RLHF Suppresses Reasoning and Elections Are To Blame

Election theory, preference learning, and the costs of missing cardinal data during post-training.

This post is based on Zhao, Dai & Awasthi 2025 [1].

RLHF is good at some things, like instruction tuning, but is also known to suppress reasoning capabilities. It's now common to blame this on the RLHF algorithm: because RLHF collects preference data in a separate stage from training, reliance on offline data results in overfitting/reward-hacking and necessitates aggressive regularization (hence the saying "RLHF isn't real RL").

But we've recently found that there's another, orthogonal, and more troubling explanation: the use of preferences as a data modality results in information loss that unavoidably suppresses "robust behaviors" (such as backtracking) and, by extension, suppresses reasoning. As a fundamental limitation of preference data, this can't be overcome just by collecting data online or modifying the RLHF algorithm. Interestingly, the principles behind this impossibility result are also the same principles that tell us that elections will inevitably suppress "compromise candidates": candidates that are not usually a favorite but are a reasonable compromise for most voters.
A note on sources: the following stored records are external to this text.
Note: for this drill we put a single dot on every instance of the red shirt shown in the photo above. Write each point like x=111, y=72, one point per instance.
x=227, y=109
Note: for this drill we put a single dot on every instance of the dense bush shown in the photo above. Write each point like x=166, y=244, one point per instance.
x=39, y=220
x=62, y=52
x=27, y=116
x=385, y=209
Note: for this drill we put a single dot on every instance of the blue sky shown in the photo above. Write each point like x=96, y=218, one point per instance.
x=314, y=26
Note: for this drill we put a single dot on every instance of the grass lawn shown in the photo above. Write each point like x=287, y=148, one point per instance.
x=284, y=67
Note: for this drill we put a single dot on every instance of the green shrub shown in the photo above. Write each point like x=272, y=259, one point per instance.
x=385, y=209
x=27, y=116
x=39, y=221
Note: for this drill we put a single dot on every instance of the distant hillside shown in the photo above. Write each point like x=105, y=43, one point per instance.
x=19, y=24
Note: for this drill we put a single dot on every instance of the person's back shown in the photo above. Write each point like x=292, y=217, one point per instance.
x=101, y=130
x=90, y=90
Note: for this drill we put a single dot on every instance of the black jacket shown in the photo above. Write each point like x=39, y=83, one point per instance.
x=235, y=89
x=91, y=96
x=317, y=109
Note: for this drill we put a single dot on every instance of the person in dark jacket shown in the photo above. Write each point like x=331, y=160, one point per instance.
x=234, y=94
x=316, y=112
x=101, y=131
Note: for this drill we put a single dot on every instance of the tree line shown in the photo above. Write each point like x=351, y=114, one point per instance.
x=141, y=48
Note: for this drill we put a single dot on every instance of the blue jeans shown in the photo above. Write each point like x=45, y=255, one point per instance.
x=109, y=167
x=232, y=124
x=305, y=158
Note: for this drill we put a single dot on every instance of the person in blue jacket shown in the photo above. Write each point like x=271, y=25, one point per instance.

This blog is just aimed at explaining the main intuition behind this result; see [1] for details.

An abstract illustration of this blog's content, featuring Lily and Azalea (right).

Why We Care About Preference Data

RLHF is still the dominant paradigm for instruction tuning, safety training, and alignment. There's a good reason for this: preference data is the most convenient way of getting human feedback. Because humans can usually pick between options faster than they can score them, preferences are cheaper to collect and typically less noisy than human-labeled SFT or reward data. Preference data also has the advantage of capturing fine-grained signals, e.g. distinguishing between two potential responses even when one is only a tiny bit better than the other—these signals would otherwise be drowned out in noise.

Yet the greatest recent advancements in reasoning capabilities (e.g., o1, r1) have come from reinforcement learning with verifiable rewards (RLVR). Part of this is due to supply: answers to reasoning tasks can often be verified programatically. But while relying on verification rewards works fine for coding and close-ended exams, human feedback is still needed for many reasoning-heavy tasks like writing 📝, code completion 🤖, agentic research 🔎, and trip planning ✈️. Indeed, there certainly have been attempts to imbue reasoning with RLHF, primarily for code completion and writing tasks, though primarily within larger companies and with less public visibility.

Unfortunately, it seems that RLHF is quite poor at eliciting such capabilities. As mentioned before, this is usually attributed to the fact that RLHF depends on offline data and hence needs strong KL regularization, which in turn inhibits post-training from sufficiently updating the model's chain-of-thought behavior. But this isn't super compelling. Why is RLHF so limiting when it comes to reasoning capabilities in particular? After all, instruction-tuning also requires significant change to model behavior.

Post-Training Assigns Queries to Circuits

We're going briefly switch gears and try to think about a nice mental model for post-training. There's been a lot of recent work showing that most post-training, be it RLHF, RLVR or SFT, is primarily about rewiring how we choose which circuits (in our pretrained model) to apply to queries. For the sake of this blog, we'll just think of circuits as encoding behaviors like "use Jensen's inequality" or "make a funny pun" or "backtrack and fix our mistake".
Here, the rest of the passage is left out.